Lexicographic Sorted Set Time Series
Another way of working with time series is to use the lexicographic properties of sorted sets to store the timestamp and values. If you haven’t read the section about lexicographical encoding, now would be a good time.
Effectively, in this method we’re storing everything at the same score (usually 0) and encoding first the timestamp then the value as the member. Take this example:
> ZADD lex-temperature 0 1511533205001:21 (integer) 1 > ZADD lex-temperature 0 1511533206001:22 (integer) 1 > ZADD lex-temperature 0 1511533207001:21 (integer) 1 > ZRANGE lex-temperature 0 -1 1) "1511533205001:21" 2) "1511533206001:22" 3) "1511533207001:21"
(as always you can represent the timestamp with a higher radix to save a few bytes)
In the three ZADD commands, the timestamp is separated from the value by a colon and we can see that each return a 1 indicating that all three were added. In the final command ZRANGE, we see the order is preserved. Why? In sorted sets when the score is equal, the the results with the same score are ordered by binary sorting. Since timestamps in our present time period all have the same number of digits, everything will be sorted nicely (if your timestamps go before the year 2002 or after 2285, you’ll want to add padding digits).
While this doesn’t rely on added uniqueness to prevent duplicates, it has a different shortcoming: multiple items during the same millisecond with the same value won’t be recorded. This may or may not be an issue for your use-case, in practice millisecond resolution provides sufficient for most situations.
To get a range of values out of this type of time series model, you’ll use the ZRANGEBYLEX command. Let’s say we want to get the temperatures after timestamp 1511533200001:
> ZRANGEBYLEX lex-temperature (1511533200001 + 1) "1511533205001:21" 2) "1511533206001:22" 3) "1511533207001:21"
The second argument is prefixed with an open parenthesis to denote that it’s exclusive of the actual value (inclusive is denoted with an open square bracket).

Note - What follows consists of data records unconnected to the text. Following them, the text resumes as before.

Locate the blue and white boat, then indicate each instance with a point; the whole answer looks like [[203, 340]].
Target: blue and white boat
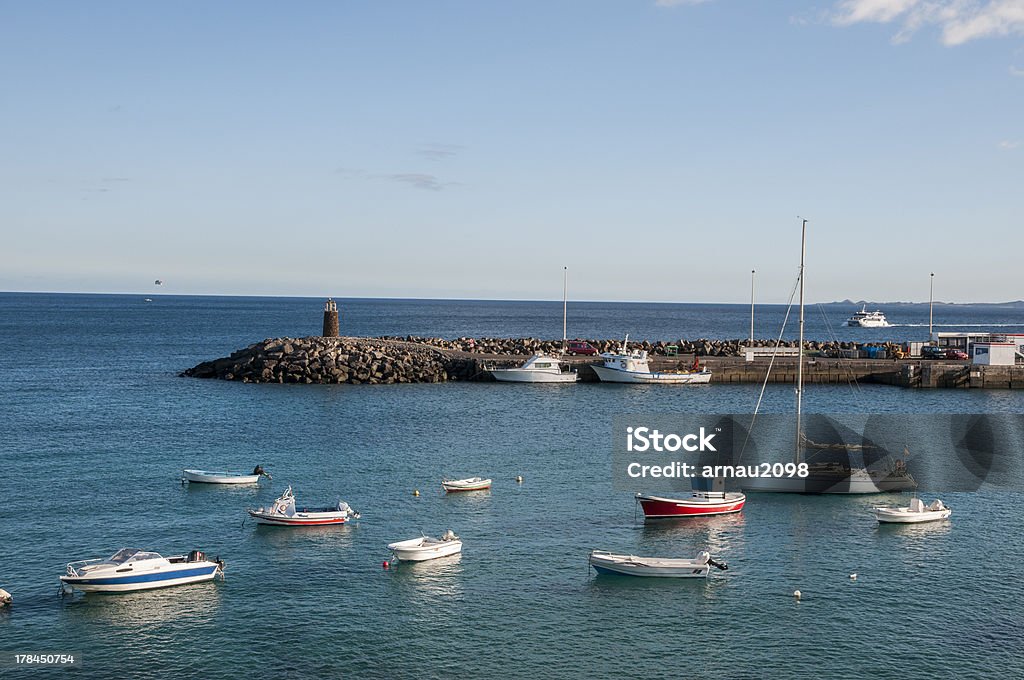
[[131, 568]]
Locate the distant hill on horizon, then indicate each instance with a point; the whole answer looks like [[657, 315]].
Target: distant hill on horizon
[[1017, 304]]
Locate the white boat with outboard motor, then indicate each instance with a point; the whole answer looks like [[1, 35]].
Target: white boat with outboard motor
[[425, 547], [671, 567], [539, 368], [284, 512], [864, 319], [633, 367], [221, 477], [915, 513], [132, 568]]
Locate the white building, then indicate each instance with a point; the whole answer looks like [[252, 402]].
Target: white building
[[994, 353]]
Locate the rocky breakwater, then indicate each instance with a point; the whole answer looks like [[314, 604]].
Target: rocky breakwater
[[332, 360], [699, 347]]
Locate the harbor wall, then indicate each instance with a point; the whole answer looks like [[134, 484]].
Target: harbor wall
[[391, 360]]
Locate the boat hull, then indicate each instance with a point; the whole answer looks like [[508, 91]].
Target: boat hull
[[521, 375], [141, 581], [641, 378], [665, 508], [299, 519], [204, 477], [415, 551], [454, 487], [628, 565], [902, 516]]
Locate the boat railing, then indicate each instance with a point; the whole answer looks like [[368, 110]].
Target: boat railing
[[73, 567]]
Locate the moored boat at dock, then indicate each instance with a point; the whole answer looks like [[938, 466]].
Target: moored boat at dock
[[538, 369], [425, 547], [467, 484], [698, 504], [633, 367], [221, 477], [284, 512], [915, 513], [631, 565], [131, 568]]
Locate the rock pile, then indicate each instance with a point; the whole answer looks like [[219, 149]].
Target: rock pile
[[701, 347]]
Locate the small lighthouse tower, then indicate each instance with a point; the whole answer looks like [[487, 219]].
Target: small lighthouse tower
[[331, 327]]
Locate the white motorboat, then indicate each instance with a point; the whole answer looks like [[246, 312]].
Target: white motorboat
[[631, 565], [284, 512], [424, 548], [467, 484], [864, 319], [633, 367], [916, 512], [131, 568], [208, 477], [539, 368]]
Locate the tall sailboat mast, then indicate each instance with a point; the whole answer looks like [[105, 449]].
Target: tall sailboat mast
[[800, 353], [565, 281]]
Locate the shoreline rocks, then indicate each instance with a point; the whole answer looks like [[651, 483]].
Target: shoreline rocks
[[393, 359]]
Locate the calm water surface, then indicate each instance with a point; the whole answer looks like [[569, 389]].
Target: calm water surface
[[97, 428]]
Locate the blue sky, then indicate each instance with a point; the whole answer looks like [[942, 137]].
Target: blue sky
[[659, 150]]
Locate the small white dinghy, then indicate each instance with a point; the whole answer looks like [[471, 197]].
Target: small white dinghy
[[208, 477], [467, 484], [631, 565], [284, 512], [425, 547], [915, 513]]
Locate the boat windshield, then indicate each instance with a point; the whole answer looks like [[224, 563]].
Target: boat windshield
[[123, 555]]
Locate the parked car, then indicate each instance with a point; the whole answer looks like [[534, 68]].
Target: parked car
[[580, 347]]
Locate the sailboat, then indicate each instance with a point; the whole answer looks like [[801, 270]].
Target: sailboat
[[830, 477], [542, 368]]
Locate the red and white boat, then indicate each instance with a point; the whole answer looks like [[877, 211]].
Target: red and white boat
[[284, 513], [468, 484], [699, 503]]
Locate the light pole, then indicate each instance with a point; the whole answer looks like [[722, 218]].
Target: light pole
[[931, 303], [753, 271]]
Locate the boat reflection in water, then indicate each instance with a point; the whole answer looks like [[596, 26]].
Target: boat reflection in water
[[193, 604]]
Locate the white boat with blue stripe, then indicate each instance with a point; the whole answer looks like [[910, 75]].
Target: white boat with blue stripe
[[131, 568]]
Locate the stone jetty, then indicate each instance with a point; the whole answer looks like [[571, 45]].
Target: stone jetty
[[418, 359]]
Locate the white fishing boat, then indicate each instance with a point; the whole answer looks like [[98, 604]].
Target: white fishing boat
[[631, 565], [826, 477], [221, 477], [864, 319], [425, 547], [467, 484], [914, 513], [284, 512], [131, 568], [539, 368], [633, 367]]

In practice, the above format makes inclusive and exclusive irrelevant since the timestamp will always be followed by additional data. The third argument (+) indicates that we want no upper bound.
Let’s look at a counter-intuitive gotcha. Take this code where we try to get data between 1511533200001 and 1511533207001, inclusive:
> ZRANGEBYLEX lex-temperature [1511533200001 [1511533207001 1) "1511533205001:21" 2) "1511533206001:22"
Why was the data at timestamp 1511533207001 excluded despite adding in the inclusive prefix? It’s very tempting to think that Redis somehow understands that this is a timestamp – but the truth is that Redis is naive to this – Redis just sees binary sorting. In binary sorting “1511533207001:21” is larger than “1511533207001” inclusively or exclusively. The correct way to be inclusive on the upper bounds is to go one millisecond up from the desired upper boundary and use the exclusive notation:
> ZRANGEBYLEX lex-temperature [1511533200001 (1511533207002 1) "1511533205001:21" 2) "1511533206001:22" 3) "1511533207001:21"
Lexicographic sorted sets time series has a similar set of useful commands as plain sorted set time series data does:
- ZRANGEBYLEX / ZREVRANGEBYLEX Get a range of values by ascending or descending sort (respectively)
- ZREMRANGEBYLEX Remove a particular range of values by sort
- ZLEXCOUNT Get the count of items between a range of values by sort.
You may be wondering why you would choose sorted sets with timestamps scores vs lexicographic sorted set encoding. Normally, you’ll be better served with lexicographic sorted sets for time series unless your values will always be unique then timestamp scores will be more efficient.